L'étude, dirigée par le professeur Günter Emberger de l'Institut des sciences du transport, a examiné les modes de transport existants, tels que la marche, ainsi que des concepts futuristes tels que l'hyperloop et le transport par drone. L'équipe de recherche conclut qu'une combinaison de mobilité active (marche et vélo) et de transports publics est la solution la plus prometteuse.
Le changement climatique, moteur du cadre
Günter Emberger pense que notre comportement en matière de mobilité subira des changements fondamentaux au cours des prochaines décennies. Ces changements seront induits soit par des efforts concertés visant à limiter le réchauffement de la planète à moins de 2°C, qui se traduiront par des mesures significatives ("change by design"), soit par des facteurs externes tels que des phénomènes météorologiques extrêmes, des migrations mondiales et des bouleversements sociaux et politiques qui rendront impossible le maintien du statu quo ("change by disaster").
Pour atteindre ses objectifs climatiques, l'Autriche doit réduire ses émissions de gaz à effet de serre provenant des transports d'environ 30 % d'ici 2030 par rapport à 2017. En outre, le secteur des transports doit devenir neutre sur le plan climatique d'ici à 2040.
Selon Leonore Gewessler, ministre autrichienne de la protection du climat, la mise en place d'une mobilité respectueuse du climat nécessite un effort conjoint de la part du gouvernement, des autorités locales et du public. Les décisions politiques peuvent faire de la mobilité durable le choix préféré, abordable, confortable et sûr des gens.

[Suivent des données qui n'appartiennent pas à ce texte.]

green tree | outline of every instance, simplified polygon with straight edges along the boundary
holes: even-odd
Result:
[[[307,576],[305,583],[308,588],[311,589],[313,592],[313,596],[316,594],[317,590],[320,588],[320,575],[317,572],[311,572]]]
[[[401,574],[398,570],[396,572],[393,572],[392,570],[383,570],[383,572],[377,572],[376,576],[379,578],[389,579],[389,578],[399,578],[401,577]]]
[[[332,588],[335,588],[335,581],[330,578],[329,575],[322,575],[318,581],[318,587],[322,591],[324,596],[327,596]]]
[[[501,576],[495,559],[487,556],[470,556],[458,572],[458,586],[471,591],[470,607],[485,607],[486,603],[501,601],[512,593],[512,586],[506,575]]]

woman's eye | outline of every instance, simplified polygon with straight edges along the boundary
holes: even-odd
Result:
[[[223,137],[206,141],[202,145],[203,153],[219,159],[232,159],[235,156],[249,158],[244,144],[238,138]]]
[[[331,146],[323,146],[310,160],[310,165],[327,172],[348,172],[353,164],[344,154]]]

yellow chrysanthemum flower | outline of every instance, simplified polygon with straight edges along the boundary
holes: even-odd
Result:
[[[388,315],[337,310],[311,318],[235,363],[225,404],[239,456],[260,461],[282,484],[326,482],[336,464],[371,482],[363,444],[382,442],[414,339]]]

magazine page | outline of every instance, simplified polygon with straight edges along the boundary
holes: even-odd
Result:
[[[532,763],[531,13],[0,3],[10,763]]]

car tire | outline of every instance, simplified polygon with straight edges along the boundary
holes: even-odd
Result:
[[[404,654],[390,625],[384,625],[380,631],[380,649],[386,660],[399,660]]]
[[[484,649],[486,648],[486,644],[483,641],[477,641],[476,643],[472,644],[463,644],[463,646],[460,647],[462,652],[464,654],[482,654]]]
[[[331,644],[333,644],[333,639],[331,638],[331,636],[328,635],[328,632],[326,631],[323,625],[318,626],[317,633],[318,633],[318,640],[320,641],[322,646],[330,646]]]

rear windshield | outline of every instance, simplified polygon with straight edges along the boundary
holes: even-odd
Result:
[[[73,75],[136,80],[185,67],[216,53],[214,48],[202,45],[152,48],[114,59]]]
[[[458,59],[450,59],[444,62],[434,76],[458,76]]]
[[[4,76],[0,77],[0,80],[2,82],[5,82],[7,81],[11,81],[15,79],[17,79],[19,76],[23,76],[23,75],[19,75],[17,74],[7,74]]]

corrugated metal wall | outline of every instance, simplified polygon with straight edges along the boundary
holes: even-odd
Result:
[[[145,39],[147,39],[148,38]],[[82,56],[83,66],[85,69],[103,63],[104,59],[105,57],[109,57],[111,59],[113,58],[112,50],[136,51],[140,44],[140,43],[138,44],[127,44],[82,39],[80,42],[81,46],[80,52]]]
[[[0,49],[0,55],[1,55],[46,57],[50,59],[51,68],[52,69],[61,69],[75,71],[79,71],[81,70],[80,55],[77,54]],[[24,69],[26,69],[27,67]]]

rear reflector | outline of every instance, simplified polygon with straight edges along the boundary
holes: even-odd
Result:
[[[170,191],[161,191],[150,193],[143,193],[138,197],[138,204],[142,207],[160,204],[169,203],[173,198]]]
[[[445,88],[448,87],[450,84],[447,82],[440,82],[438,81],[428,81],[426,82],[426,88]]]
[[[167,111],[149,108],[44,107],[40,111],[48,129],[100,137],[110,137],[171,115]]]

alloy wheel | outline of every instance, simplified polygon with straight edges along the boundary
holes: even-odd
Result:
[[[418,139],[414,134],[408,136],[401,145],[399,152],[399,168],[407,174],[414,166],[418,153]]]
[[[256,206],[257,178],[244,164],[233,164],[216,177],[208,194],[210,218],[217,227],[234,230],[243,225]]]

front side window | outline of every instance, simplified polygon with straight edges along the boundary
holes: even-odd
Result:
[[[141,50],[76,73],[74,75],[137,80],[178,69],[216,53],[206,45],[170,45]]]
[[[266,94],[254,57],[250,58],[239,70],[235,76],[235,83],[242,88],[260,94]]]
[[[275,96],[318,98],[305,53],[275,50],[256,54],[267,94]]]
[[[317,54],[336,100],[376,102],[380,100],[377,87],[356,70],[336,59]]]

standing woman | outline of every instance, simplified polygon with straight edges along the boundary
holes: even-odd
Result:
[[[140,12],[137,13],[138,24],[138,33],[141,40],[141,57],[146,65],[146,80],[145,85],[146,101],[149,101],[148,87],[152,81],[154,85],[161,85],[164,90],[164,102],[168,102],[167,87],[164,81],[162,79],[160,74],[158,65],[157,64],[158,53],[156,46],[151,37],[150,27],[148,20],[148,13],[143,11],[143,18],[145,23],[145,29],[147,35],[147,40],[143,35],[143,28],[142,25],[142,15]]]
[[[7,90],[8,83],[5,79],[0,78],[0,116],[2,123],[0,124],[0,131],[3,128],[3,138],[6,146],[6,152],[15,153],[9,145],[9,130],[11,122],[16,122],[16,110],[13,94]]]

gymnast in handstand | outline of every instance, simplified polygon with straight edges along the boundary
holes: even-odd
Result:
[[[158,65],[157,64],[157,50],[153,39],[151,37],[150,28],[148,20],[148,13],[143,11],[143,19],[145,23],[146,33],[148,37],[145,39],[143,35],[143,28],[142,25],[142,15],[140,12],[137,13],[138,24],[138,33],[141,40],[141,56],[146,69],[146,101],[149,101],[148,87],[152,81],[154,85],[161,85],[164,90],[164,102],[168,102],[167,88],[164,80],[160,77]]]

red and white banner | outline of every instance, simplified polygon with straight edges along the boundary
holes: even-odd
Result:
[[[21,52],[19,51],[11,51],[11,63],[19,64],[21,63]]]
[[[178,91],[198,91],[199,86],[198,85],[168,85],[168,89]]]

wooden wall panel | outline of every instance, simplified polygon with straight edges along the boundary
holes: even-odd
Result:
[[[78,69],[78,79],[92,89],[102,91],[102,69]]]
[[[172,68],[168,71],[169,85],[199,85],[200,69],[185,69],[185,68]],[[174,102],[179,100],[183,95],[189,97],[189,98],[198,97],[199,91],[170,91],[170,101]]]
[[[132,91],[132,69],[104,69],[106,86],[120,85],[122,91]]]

Parmi les signes positifs, on peut citer l'augmentation des ventes de vélos par rapport aux voitures en Autriche et l'utilisation croissante des véhicules électriques. Toutefois, il reste encore un long chemin à parcourir sur la voie de la mobilité durable.
Les modes de transport habituels ouvrent la voie
Andreas Matthä, PDG de l'ÖBB, explique que l'Autriche est en pleine renaissance ferroviaire, l'automatisation, la numérisation et l'intelligence artificielle ouvrant de nouvelles perspectives. Le rail a déjà surpassé la voiture sur l'itinéraire occidental, et un succès similaire est attendu sur l'itinéraire méridional dans les années à venir. Des centres de transport multimodaux sont en cours de développement pour couvrir le dernier kilomètre avec le partage de voitures, de vélos et d'e-scooters ou des options de mobilité à la demande, créant ainsi une mobilité neutre sur le plan climatique et à l'épreuve du temps pour tous.
Les automobiles, quel que soit leur système de propulsion, ont été mal notées en raison de leur forte consommation d'énergie, de l'utilisation des sols et de leur coût. Il en va de même pour les avions, les technologies émergentes telles que les drones et les hyperloops recevant des notes encore plus négatives.
L'énergie humaine et les transports publics
De ce point de vue, le futur système de mobilité devrait principalement consister en une combinaison de transports en commun ferroviaires pour les moyennes et longues distances, et de marche et de vélo pour les courtes distances. Selon Günter Emberger, cette combinaison est le seul moyen de répondre aux besoins mondiaux de mobilité des personnes d'une manière qui soit respectueuse du climat, efficace en termes de ressources et socialement équitable. Il affirme que le succès des systèmes actuels de transport automobile et aérien est en grande partie dû à des décennies de soutien politique qui ont reporté leurs coûts externes sur le public. Cependant, face à la catastrophe climatique imminente, ce système polluant et socialement injuste n'est plus viable.
Bien qu'il soit impossible et peu pratique de prédire la mobilité dans 100 ans, l'équipe de recherche vise à montrer qu'il existe des scénarios significatifs et durables. Il incombe aux décideurs politiques de façonner de manière proactive l'avenir de la mobilité en collaboration avec le public, d'envisager des scénarios positifs et de mettre en œuvre des mesures appropriées.